The substitution method is an effective technique for solving systems of equations. This method involves solving one of the equations for one variable and then substituting this expression into the other equation. Let's break this down with our example.

• We started with the equations: -2x + y = -5 and x² + y² = 25.
• The first equation can be rearranged to solve for y, giving us y = 2x - 5.
• Once we have y expressed in terms of x, it can be substituted back into the second equation in place of y.

This substitution helps us eliminate one variable, allowing us to solve for the remaining variable. In this example, it reduced the problem to a single equation in terms of x, which we could then solve using algebraic methods.

With the substitution method, we often end up solving quadratic equations. A quadratic equation is generally in the form ax² + bx + c = 0. In our exercise, after substituting y = 2x - 5 into x² + y² = 25, the equation transformed into a quadratic: 5x² - 20x = 0.
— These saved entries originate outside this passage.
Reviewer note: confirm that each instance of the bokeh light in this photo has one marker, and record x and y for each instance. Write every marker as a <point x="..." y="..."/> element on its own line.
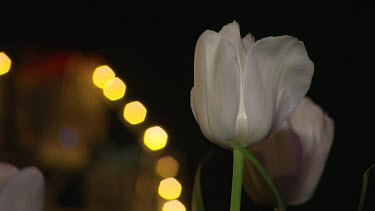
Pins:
<point x="5" y="63"/>
<point x="114" y="89"/>
<point x="155" y="138"/>
<point x="167" y="167"/>
<point x="173" y="205"/>
<point x="68" y="138"/>
<point x="134" y="112"/>
<point x="102" y="75"/>
<point x="169" y="188"/>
• This equation can be factored as 5x(x - 4) = 0.
• Factorization is a useful algebraic technique where we express the quadratic equation as a product of simpler expressions.
• By setting each factor to zero, we find the roots of the equation, which gives x = 0 and x = 4.

These solutions give us the potential x-values for the intersection points of the initial system of equations.

The graphical solution offers a visual interpretation of the equations. By plotting both equations on a graph, you can clearly see where they intersect. This method is particularly useful to verify the answers obtained algebraically.

• The first equation −2x + y = −5 is a straight line.
• The second equation x² + y² = 25 is a circle centered at the origin with a radius of 5.

By plotting these, we expect the line to intersect the circle at the points that correspond to our solutions: (0, -5) and (4, 3). Observing these intersection points on the graph confirms that our calculated solutions are indeed correct.

Intersection points in a system of equations are where the solutions are found. These are the coordinates that satisfy both equations simultaneously. In our example:

• The calculated intersection points were (0, -5) and (4, 3).
• These points are determined by solving the equations and substituting the values back to verify algebraic consistency in both equations.

For each solution, substituting x and y back into the original equations ensures they both hold true, confirming the solution's accuracy. Graphically, these points correspond to where the line intersects the circle on the plot. Hence, intersection points are crucial to verifying solutions both algebraically and graphically.